她把木桶遞給他,就用手叉著腰眼,在那兒一揉一她的腰。老虎在打水的時候,聞到井底撲面而來的涼氣,才知道自己的臉有多麼的燥熱。他把滿滿一桶水遞給喜鵲,喜鵲伸手來接,他卻不撒手。他似乎又聽見翠蓮在黑暗中的聲音,她說,我的底下潮了。要是喜鵲說這句話,會是什麼樣子?他呆呆地看著她衣服上的藍色的小碎花,看著她的手臂上細細的絨毛。

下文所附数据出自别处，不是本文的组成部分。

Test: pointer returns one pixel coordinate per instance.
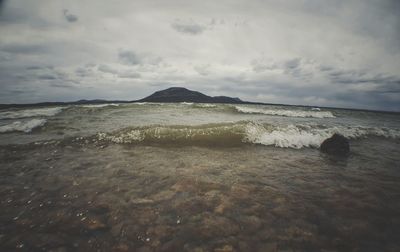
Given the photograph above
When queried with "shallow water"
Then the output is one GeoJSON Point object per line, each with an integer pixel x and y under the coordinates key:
{"type": "Point", "coordinates": [83, 193]}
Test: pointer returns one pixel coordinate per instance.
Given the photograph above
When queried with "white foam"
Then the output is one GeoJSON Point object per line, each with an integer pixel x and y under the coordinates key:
{"type": "Point", "coordinates": [205, 105]}
{"type": "Point", "coordinates": [284, 112]}
{"type": "Point", "coordinates": [99, 105]}
{"type": "Point", "coordinates": [26, 113]}
{"type": "Point", "coordinates": [187, 103]}
{"type": "Point", "coordinates": [301, 136]}
{"type": "Point", "coordinates": [24, 126]}
{"type": "Point", "coordinates": [286, 137]}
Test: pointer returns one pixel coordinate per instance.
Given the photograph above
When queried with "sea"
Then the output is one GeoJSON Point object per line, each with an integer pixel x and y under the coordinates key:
{"type": "Point", "coordinates": [197, 177]}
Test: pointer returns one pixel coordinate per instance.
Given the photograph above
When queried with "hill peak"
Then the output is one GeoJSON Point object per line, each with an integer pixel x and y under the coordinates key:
{"type": "Point", "coordinates": [181, 94]}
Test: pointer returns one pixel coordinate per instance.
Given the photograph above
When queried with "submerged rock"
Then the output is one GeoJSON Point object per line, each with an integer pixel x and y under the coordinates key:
{"type": "Point", "coordinates": [336, 145]}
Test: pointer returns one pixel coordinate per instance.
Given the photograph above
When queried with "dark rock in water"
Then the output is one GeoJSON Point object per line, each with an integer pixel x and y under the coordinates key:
{"type": "Point", "coordinates": [336, 145]}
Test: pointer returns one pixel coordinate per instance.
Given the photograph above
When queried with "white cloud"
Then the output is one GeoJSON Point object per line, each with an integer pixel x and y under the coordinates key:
{"type": "Point", "coordinates": [333, 53]}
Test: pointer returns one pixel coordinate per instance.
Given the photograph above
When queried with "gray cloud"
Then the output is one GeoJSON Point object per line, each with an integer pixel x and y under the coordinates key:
{"type": "Point", "coordinates": [107, 69]}
{"type": "Point", "coordinates": [187, 27]}
{"type": "Point", "coordinates": [332, 53]}
{"type": "Point", "coordinates": [129, 57]}
{"type": "Point", "coordinates": [70, 17]}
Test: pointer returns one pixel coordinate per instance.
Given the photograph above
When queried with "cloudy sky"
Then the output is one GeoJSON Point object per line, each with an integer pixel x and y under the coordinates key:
{"type": "Point", "coordinates": [343, 53]}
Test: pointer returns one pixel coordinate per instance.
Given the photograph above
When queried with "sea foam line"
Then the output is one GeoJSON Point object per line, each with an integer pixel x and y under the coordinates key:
{"type": "Point", "coordinates": [23, 126]}
{"type": "Point", "coordinates": [26, 113]}
{"type": "Point", "coordinates": [284, 112]}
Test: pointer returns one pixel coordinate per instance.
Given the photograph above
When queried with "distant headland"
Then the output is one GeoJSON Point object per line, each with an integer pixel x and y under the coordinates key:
{"type": "Point", "coordinates": [173, 94]}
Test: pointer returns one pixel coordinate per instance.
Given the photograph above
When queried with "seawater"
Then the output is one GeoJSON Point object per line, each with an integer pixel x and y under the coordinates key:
{"type": "Point", "coordinates": [197, 177]}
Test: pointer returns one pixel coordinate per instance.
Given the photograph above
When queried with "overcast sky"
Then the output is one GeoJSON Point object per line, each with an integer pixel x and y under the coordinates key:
{"type": "Point", "coordinates": [314, 52]}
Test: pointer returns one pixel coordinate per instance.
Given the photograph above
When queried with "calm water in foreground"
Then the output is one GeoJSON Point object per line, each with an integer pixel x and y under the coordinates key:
{"type": "Point", "coordinates": [197, 177]}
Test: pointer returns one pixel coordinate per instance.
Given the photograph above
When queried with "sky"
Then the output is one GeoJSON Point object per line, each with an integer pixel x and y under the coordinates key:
{"type": "Point", "coordinates": [341, 53]}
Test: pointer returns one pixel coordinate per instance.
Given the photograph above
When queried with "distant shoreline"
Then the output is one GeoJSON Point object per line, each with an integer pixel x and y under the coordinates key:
{"type": "Point", "coordinates": [178, 95]}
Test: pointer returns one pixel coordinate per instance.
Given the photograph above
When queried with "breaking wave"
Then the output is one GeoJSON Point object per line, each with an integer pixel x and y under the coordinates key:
{"type": "Point", "coordinates": [26, 113]}
{"type": "Point", "coordinates": [236, 134]}
{"type": "Point", "coordinates": [284, 112]}
{"type": "Point", "coordinates": [99, 105]}
{"type": "Point", "coordinates": [23, 126]}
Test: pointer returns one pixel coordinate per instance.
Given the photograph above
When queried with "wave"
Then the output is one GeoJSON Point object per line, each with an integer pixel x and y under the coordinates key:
{"type": "Point", "coordinates": [26, 113]}
{"type": "Point", "coordinates": [23, 126]}
{"type": "Point", "coordinates": [284, 112]}
{"type": "Point", "coordinates": [99, 105]}
{"type": "Point", "coordinates": [204, 105]}
{"type": "Point", "coordinates": [235, 134]}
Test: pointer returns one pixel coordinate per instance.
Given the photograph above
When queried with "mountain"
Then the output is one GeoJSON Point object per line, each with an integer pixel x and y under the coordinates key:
{"type": "Point", "coordinates": [179, 94]}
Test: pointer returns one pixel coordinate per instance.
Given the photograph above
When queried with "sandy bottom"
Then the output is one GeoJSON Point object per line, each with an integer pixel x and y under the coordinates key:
{"type": "Point", "coordinates": [148, 198]}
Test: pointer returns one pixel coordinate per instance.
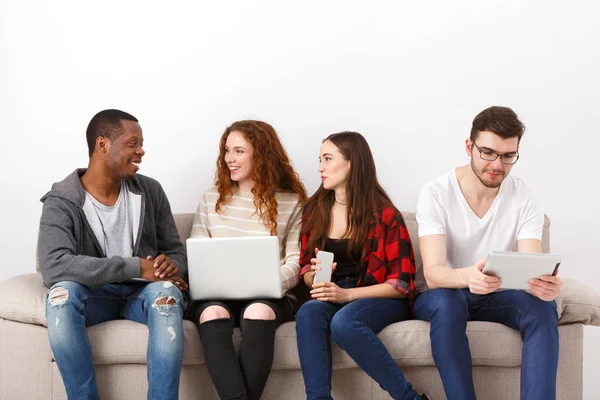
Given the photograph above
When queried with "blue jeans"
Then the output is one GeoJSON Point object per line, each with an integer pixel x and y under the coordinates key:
{"type": "Point", "coordinates": [71, 307]}
{"type": "Point", "coordinates": [354, 328]}
{"type": "Point", "coordinates": [448, 310]}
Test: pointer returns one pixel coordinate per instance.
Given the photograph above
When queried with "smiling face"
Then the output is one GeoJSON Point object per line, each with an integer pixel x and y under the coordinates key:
{"type": "Point", "coordinates": [124, 154]}
{"type": "Point", "coordinates": [239, 157]}
{"type": "Point", "coordinates": [333, 167]}
{"type": "Point", "coordinates": [491, 173]}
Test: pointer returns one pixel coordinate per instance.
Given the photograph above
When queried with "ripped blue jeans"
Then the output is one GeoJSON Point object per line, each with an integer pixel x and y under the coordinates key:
{"type": "Point", "coordinates": [71, 307]}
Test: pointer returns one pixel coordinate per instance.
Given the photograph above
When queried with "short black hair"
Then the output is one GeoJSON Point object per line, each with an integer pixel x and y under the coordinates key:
{"type": "Point", "coordinates": [106, 123]}
{"type": "Point", "coordinates": [503, 121]}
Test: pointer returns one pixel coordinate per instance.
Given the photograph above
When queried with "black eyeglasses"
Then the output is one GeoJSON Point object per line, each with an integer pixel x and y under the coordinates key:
{"type": "Point", "coordinates": [489, 155]}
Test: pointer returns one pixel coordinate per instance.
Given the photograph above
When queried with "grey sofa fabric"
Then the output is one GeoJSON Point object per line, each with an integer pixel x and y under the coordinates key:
{"type": "Point", "coordinates": [27, 369]}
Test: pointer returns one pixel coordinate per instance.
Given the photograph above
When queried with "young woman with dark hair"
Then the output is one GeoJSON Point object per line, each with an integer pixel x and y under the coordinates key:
{"type": "Point", "coordinates": [351, 216]}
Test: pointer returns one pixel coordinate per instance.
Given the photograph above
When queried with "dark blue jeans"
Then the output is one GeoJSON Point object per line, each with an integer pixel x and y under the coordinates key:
{"type": "Point", "coordinates": [448, 310]}
{"type": "Point", "coordinates": [353, 327]}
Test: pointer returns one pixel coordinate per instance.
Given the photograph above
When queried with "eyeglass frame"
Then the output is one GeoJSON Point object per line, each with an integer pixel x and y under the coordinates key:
{"type": "Point", "coordinates": [480, 150]}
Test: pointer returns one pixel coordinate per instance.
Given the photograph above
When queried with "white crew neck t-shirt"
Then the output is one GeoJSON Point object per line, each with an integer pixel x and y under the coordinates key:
{"type": "Point", "coordinates": [443, 210]}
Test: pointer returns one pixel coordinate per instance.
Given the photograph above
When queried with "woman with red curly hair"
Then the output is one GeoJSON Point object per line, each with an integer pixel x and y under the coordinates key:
{"type": "Point", "coordinates": [257, 192]}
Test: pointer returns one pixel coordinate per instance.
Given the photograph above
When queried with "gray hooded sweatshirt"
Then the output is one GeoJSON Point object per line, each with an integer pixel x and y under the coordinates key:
{"type": "Point", "coordinates": [68, 249]}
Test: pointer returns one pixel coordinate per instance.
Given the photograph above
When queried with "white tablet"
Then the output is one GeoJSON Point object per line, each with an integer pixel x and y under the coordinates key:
{"type": "Point", "coordinates": [516, 269]}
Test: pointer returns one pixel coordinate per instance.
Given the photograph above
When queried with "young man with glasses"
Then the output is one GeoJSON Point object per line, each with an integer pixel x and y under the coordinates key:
{"type": "Point", "coordinates": [462, 215]}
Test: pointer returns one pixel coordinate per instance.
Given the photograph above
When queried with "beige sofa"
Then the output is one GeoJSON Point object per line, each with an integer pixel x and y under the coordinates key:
{"type": "Point", "coordinates": [28, 371]}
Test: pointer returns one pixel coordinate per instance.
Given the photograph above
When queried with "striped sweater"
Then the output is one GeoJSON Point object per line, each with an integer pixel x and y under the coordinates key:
{"type": "Point", "coordinates": [239, 218]}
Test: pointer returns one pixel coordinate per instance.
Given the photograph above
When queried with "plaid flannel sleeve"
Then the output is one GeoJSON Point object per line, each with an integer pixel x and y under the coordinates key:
{"type": "Point", "coordinates": [398, 252]}
{"type": "Point", "coordinates": [305, 256]}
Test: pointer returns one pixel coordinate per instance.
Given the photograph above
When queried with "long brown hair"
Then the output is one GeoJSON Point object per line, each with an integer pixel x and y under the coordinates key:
{"type": "Point", "coordinates": [272, 171]}
{"type": "Point", "coordinates": [364, 197]}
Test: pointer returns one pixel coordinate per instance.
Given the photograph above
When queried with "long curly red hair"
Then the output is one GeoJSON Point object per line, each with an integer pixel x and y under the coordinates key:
{"type": "Point", "coordinates": [272, 171]}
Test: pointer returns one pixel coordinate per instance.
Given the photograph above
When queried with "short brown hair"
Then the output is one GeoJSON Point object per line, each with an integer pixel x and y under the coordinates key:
{"type": "Point", "coordinates": [503, 121]}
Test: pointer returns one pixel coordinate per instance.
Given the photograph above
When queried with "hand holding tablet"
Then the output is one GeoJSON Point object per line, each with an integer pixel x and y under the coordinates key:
{"type": "Point", "coordinates": [517, 269]}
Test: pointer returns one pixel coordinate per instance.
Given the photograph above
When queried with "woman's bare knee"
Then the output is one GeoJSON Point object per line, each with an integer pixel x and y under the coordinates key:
{"type": "Point", "coordinates": [259, 311]}
{"type": "Point", "coordinates": [212, 313]}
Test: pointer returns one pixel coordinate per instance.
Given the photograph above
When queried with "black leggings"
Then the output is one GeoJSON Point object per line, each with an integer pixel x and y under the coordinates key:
{"type": "Point", "coordinates": [240, 377]}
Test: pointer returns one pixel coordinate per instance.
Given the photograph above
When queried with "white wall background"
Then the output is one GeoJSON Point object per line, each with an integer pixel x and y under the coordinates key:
{"type": "Point", "coordinates": [410, 76]}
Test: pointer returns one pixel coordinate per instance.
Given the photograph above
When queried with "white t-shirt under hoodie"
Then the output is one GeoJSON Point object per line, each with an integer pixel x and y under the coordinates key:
{"type": "Point", "coordinates": [443, 210]}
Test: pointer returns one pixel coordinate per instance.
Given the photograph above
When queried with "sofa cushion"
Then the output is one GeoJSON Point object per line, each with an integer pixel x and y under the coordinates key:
{"type": "Point", "coordinates": [24, 299]}
{"type": "Point", "coordinates": [125, 342]}
{"type": "Point", "coordinates": [578, 303]}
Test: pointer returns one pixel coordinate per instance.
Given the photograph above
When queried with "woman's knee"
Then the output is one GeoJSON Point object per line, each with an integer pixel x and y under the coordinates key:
{"type": "Point", "coordinates": [213, 312]}
{"type": "Point", "coordinates": [259, 311]}
{"type": "Point", "coordinates": [542, 313]}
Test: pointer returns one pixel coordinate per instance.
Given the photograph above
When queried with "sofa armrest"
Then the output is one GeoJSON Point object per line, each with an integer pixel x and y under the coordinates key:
{"type": "Point", "coordinates": [578, 303]}
{"type": "Point", "coordinates": [23, 299]}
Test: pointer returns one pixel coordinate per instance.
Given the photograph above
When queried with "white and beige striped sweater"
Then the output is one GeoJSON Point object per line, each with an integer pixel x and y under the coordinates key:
{"type": "Point", "coordinates": [239, 218]}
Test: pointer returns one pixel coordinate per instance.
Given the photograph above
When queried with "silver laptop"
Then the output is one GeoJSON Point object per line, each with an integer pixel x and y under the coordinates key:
{"type": "Point", "coordinates": [234, 268]}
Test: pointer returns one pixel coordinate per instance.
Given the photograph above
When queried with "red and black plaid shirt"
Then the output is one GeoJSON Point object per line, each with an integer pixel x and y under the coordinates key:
{"type": "Point", "coordinates": [389, 256]}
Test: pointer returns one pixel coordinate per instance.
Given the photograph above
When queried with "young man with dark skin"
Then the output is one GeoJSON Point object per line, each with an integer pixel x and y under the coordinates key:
{"type": "Point", "coordinates": [462, 215]}
{"type": "Point", "coordinates": [108, 248]}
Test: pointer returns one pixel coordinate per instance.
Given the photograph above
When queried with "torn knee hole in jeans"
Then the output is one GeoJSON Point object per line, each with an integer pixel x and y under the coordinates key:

“撒手啊,二百五。”喜鵲急了,她一使勁,桶裡的水就潑了一地。

“你這是怎麼了?吃錯藥啦?”她狐疑地看著他,那樣子,就像不認識他似的。

好不容易熬到天黑,早早地把小東西哄睡了,就一個人悄悄地溜下樓來。

在樓梯口,他碰見了他父親。

“你不在樓上睡覺,又跑下來做什麼?”寶琛說。

好在他只不過隨便這麼問一句,他的心思不在這兒。他的身邊一左一右跟著兩個戲班子的領頭,他們正在勸說寶琛在夫人歸天之後搭臺唱戲。

“不唱戲。”寶琛不耐煩地說,“兵荒馬亂的,不唱戲。”他揹著手,頭也不回地往後院走了。

壽材快要做好了。他看見一個木匠正在往棺蓋上刮灰泥,看樣子是準備上漆了。

他出了院門,在黑暗中定了定神,像是做出一個重大決定似的,猛吸了一口氣,就往學堂的方向疾走。

要是在路上碰到什麼人,他應該怎麼說?要是學堂的門關著他應當敲門嗎?

要是他敲了門,他們還是不放他進去怎麼辦?一路上,他亂七八糟地想著這些問題,每一個都難以對付。好在所有這些問題都不需要一個答案。因為他在路上並沒有碰到什麼人,而且學堂的門是開著的,當他跨進皂龍寺廟門的那刻,他真的有些懷疑自己是不是在做夢。

學堂裡靜寂無聲。每一個房殿中都亮著燈。霧氣中有一些人影出沒,間或有一兩聲咳嗽。觀音殿的迴廊和藥師房連在一起,繞過迴廊和藥師房的山牆,他就可以看見香積廚了。他知道,翠蓮在那兒的伙房裡管事。

奇怪的是,他穿過庭院、迴廊的時候,竟然沒有碰到一個人。香積廚是一個四四方方的建築,據說在香火鼎盛的年月,那兒可以同時容納一百個僧侶吃飯。

房裡的燈光比別處要亮一些。老虎已經來到了香積廚的門口了。在準備進門的時候,老虎最後一次提醒自己:非得這樣不可嗎?現在回頭還來得及。可他的手輕輕一碰,門就開了。

老虎冒冒失失地進了屋,發現屋裡除了翠蓮之外,還有另外的七八個人。他們正在開會。一個穿長衫的人,正操著難聽的外地口音在訓話。他聲音不高,可老虎看得出他很生氣。除了他一個人站著之外,其餘的人一律圍桌而坐,包括校長在內,每個人都鐵青著臉。這個外地人似乎沒有留意到老虎的闖入,他說著說著,就罵起人來:不像話,太不像話了。老虎發現,校長的臉色很難看。